Further studies may identify the novel functions with a positive impact on clinical outcomes in HF patients (e.g., new sensors capable of measuring left atrial pressures), and evaluation of “real world” data will help define its role in HF management [20, 24, 25, 61, 62]. For example, the HEMOdynamic guidance with CardioMEMS in patients with a left Ventricular Assist Device (HEMO-VAD) study was the first prospective pilot study assessing the safety and feasibility of the CardioMEMS™ for optimization of LVAD therapy [63]; and The Hemodynamic-GUIDEd Management of Heart Failure (GUIDE-HF) is ongoing RCT to demonstrate the effectiveness of the CardioMEMS™ in an expanded patient population (HF patients regardless of ejection fraction in NYHA class II–IV) [64]. Furthermore, the CardioMEMS Post-Market Multinational Clinical Study (COAST) will investigate the generalizability of remote PAP-guided management in several national settings (85 sites across Europe and Australia) [65].

However, telemedical monitoring is still underused in clinical practice.

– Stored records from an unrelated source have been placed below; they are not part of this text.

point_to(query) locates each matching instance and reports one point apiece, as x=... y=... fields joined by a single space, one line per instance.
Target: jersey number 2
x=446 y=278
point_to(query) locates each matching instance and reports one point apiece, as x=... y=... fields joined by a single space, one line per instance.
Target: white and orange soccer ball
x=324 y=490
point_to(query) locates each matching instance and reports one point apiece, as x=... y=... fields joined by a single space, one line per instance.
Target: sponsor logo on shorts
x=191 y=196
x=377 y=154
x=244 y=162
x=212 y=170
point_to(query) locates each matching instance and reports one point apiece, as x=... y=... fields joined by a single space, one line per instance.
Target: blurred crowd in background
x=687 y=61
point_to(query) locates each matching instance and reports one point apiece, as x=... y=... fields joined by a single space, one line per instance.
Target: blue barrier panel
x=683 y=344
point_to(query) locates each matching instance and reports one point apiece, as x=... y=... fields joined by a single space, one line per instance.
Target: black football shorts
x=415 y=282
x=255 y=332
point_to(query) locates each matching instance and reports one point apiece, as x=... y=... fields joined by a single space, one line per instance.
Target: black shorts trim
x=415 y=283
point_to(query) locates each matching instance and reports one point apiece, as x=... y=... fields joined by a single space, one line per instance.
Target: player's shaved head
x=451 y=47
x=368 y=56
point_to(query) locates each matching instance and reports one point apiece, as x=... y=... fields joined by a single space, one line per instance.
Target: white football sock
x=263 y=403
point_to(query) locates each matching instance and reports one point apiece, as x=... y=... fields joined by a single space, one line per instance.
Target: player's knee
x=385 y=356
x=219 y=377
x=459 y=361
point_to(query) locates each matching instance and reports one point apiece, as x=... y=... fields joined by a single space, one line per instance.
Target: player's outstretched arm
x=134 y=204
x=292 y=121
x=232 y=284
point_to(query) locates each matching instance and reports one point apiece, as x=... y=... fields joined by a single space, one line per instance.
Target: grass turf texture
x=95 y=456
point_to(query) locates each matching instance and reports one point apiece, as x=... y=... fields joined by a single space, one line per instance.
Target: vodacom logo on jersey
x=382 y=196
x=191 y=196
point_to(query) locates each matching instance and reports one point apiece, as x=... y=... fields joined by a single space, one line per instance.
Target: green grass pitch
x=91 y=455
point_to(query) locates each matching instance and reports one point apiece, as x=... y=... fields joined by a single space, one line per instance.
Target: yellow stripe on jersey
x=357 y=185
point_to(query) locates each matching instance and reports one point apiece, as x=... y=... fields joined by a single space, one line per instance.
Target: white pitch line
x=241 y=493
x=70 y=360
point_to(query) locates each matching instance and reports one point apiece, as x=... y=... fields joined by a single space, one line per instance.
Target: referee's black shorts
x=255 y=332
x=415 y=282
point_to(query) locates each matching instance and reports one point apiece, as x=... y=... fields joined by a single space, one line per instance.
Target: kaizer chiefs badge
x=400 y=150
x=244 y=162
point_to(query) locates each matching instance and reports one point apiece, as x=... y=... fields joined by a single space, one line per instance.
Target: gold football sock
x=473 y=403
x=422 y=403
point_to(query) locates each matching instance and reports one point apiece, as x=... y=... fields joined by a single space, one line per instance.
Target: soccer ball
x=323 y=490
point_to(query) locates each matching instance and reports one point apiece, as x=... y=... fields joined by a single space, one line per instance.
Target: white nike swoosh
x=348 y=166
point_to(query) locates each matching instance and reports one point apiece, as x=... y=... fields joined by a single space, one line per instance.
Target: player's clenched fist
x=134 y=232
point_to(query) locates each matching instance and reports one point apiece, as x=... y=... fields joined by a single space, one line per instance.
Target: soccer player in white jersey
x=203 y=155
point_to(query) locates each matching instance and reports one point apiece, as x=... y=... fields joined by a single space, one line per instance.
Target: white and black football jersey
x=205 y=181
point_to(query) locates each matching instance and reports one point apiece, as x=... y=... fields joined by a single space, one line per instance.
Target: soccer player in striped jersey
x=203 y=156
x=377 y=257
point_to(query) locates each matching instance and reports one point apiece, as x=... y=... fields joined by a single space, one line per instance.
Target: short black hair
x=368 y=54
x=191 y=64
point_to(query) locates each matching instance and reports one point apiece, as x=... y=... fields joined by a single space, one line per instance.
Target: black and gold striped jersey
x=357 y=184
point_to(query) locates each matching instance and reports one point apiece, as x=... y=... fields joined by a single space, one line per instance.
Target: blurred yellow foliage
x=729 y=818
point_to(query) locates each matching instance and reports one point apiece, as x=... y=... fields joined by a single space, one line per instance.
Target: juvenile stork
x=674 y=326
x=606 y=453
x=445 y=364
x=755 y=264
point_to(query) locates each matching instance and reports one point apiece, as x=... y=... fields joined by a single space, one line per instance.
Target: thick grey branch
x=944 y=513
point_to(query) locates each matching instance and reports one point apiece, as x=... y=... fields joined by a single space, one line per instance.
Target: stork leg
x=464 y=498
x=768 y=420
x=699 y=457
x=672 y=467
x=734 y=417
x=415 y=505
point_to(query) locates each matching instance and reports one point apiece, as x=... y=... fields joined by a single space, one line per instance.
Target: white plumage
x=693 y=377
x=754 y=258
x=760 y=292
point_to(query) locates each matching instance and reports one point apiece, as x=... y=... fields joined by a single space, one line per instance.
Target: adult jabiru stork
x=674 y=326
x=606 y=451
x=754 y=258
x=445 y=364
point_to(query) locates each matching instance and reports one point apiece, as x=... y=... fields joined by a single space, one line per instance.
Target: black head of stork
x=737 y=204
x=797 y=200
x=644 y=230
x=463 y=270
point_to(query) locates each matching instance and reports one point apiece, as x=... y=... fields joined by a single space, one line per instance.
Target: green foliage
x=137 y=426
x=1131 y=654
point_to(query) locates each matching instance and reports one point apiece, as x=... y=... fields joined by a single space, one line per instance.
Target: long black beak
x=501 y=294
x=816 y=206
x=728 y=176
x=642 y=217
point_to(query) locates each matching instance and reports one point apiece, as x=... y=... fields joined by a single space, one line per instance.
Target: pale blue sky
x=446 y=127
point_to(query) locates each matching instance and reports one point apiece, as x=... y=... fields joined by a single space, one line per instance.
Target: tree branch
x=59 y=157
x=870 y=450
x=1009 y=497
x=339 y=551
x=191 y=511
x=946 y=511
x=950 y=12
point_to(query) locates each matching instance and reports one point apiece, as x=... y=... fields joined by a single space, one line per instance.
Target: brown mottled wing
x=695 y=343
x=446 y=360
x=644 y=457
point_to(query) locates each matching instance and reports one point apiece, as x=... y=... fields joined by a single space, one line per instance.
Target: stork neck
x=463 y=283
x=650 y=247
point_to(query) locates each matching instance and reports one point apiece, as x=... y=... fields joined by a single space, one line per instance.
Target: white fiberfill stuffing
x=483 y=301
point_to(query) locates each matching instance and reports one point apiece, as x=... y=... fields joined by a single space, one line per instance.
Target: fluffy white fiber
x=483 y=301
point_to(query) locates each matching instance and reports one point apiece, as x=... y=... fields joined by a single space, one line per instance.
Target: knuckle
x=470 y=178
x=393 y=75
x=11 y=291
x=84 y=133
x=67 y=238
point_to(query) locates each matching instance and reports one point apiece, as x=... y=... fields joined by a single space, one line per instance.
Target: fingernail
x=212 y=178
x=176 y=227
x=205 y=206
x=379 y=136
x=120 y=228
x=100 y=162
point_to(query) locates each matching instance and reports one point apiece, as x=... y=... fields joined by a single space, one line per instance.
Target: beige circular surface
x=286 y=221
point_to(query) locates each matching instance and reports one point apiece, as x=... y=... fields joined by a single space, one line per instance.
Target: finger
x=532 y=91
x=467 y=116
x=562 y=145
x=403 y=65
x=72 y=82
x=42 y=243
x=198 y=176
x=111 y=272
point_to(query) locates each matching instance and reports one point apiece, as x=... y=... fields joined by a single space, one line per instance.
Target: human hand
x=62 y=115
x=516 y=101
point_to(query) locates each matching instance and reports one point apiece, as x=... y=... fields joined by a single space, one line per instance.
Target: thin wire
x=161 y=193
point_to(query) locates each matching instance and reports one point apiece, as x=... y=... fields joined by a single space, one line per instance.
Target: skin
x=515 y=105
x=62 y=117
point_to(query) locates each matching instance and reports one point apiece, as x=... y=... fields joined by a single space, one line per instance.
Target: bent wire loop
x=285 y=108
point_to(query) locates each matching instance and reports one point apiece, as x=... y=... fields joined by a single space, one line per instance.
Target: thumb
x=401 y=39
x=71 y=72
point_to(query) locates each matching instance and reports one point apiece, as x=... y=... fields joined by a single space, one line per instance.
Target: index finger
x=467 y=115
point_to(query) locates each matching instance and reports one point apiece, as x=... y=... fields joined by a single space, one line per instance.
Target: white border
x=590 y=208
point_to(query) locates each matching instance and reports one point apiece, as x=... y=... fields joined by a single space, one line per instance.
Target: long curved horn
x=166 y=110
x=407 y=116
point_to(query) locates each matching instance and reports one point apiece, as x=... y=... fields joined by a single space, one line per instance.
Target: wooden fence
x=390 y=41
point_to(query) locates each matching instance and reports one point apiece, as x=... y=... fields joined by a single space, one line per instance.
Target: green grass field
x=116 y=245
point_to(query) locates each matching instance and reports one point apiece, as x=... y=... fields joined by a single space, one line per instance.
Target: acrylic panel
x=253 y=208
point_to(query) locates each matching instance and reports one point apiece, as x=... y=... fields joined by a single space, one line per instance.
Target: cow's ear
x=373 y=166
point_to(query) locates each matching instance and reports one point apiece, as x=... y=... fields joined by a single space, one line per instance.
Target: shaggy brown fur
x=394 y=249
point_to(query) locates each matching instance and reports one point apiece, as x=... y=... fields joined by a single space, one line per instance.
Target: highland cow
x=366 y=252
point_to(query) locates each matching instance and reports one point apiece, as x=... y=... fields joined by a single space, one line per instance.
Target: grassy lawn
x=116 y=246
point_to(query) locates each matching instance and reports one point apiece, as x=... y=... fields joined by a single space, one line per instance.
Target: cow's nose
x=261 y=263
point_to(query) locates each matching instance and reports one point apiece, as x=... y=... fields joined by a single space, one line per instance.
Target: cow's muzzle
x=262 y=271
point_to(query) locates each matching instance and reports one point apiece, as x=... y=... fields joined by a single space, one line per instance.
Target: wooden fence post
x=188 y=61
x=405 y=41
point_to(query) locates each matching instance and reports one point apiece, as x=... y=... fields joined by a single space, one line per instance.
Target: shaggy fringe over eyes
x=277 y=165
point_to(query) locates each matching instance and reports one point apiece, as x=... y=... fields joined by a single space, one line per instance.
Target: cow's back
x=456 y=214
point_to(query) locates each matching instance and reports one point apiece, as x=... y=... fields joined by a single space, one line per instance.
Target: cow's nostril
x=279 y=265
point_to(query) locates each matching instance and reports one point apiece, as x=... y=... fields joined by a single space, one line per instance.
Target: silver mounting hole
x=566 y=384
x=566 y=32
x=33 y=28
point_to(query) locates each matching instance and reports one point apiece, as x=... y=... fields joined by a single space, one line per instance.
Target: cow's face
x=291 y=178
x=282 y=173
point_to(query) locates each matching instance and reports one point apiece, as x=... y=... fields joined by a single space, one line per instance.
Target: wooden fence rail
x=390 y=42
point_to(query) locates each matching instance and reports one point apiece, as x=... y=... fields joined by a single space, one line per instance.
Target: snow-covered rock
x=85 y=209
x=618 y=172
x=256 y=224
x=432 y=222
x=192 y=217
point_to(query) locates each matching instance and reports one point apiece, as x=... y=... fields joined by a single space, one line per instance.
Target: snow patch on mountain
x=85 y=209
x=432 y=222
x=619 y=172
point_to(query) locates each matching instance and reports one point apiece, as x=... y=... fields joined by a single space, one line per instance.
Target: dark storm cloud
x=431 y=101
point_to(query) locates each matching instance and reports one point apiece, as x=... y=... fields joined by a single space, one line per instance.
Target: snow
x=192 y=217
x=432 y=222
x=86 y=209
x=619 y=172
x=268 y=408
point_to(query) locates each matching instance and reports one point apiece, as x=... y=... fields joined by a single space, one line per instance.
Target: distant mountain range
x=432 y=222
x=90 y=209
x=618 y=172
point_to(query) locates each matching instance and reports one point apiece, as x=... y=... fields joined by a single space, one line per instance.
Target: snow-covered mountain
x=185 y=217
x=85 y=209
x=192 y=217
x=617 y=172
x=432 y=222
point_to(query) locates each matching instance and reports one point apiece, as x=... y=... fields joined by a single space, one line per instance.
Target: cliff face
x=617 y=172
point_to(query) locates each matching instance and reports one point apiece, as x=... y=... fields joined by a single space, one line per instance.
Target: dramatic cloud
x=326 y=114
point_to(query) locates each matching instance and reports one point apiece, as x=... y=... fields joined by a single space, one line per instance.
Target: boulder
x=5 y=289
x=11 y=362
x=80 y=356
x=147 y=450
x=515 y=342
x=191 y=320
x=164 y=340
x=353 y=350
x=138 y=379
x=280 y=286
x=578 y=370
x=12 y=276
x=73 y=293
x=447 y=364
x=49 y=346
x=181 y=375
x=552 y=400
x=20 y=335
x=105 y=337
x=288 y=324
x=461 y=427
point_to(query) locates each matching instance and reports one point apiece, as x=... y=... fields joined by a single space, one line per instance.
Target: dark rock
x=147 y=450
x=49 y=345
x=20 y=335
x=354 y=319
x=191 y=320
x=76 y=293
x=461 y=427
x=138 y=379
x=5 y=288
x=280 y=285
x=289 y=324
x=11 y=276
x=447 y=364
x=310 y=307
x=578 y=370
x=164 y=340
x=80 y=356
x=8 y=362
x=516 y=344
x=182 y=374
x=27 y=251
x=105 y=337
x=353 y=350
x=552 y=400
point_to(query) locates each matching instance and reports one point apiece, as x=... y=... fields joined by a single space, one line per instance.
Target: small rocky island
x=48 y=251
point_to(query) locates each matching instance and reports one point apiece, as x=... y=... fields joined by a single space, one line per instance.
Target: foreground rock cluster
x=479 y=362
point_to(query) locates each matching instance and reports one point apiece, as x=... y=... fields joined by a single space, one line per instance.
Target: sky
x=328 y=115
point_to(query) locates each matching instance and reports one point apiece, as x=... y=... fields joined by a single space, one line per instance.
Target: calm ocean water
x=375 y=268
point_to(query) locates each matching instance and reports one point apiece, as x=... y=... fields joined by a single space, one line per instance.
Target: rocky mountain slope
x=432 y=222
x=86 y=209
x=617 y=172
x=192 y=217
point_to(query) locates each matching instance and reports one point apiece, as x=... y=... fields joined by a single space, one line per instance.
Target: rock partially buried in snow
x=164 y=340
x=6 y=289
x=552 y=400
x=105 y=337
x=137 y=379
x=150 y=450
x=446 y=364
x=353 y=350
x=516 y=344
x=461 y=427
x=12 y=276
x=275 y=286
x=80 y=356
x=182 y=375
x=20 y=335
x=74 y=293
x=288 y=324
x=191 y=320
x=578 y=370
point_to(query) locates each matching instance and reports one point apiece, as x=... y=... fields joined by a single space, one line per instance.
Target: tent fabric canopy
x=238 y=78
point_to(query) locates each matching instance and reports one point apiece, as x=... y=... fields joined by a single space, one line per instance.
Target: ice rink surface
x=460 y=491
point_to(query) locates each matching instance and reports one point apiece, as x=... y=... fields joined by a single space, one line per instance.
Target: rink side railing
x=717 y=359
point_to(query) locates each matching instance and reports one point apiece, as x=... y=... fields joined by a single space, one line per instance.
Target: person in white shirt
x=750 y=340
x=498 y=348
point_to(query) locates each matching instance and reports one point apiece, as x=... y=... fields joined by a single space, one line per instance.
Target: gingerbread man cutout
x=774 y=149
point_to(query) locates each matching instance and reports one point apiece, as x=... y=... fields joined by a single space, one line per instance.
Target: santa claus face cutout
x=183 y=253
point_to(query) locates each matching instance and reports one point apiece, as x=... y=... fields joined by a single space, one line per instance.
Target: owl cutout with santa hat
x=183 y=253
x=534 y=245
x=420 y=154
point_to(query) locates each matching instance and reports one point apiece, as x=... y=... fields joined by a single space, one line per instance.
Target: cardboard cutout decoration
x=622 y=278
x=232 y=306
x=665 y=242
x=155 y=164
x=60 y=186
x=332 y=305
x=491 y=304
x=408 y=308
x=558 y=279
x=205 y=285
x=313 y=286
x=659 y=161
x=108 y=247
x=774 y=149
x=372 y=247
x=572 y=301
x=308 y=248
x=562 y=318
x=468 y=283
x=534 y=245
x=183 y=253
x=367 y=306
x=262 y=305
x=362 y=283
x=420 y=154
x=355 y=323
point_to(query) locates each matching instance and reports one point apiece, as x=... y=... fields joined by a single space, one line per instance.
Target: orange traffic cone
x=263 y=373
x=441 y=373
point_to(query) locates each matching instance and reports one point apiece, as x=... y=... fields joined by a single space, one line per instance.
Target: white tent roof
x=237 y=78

Challenges to its implementation are the lack of reimbursement, the adherence to therapeutic protocols by physicians and patients, and the need for significant changes in hospitals’ workflows or data overload [57, 66,67,68]. Telemedical monitoring is particularly relevant to prevent hospitalization and reduce the requirement for “face to face” follow-up, for example, to keep social distancing during the current COVID-19 pandemic [69, 70]. Indeed, the advancement of digital health strategy, including smartphones, wearables, and telemedical monitoring, maybe an unexpected outcome of the COVID-19 pandemic [71, 72].

Conclusion

Relevant developments and innovations of telemedical monitoring may improve clinical outcomes among HF patients. The CardioMEMS™ was found to be safe and cost-effective by reducing the rates of heart failure hospitalizations. Telemedical care responds to the unmet need of HF hospitalization and death prevention and should therefore be recommended as part of multidisciplinary management of HF patients.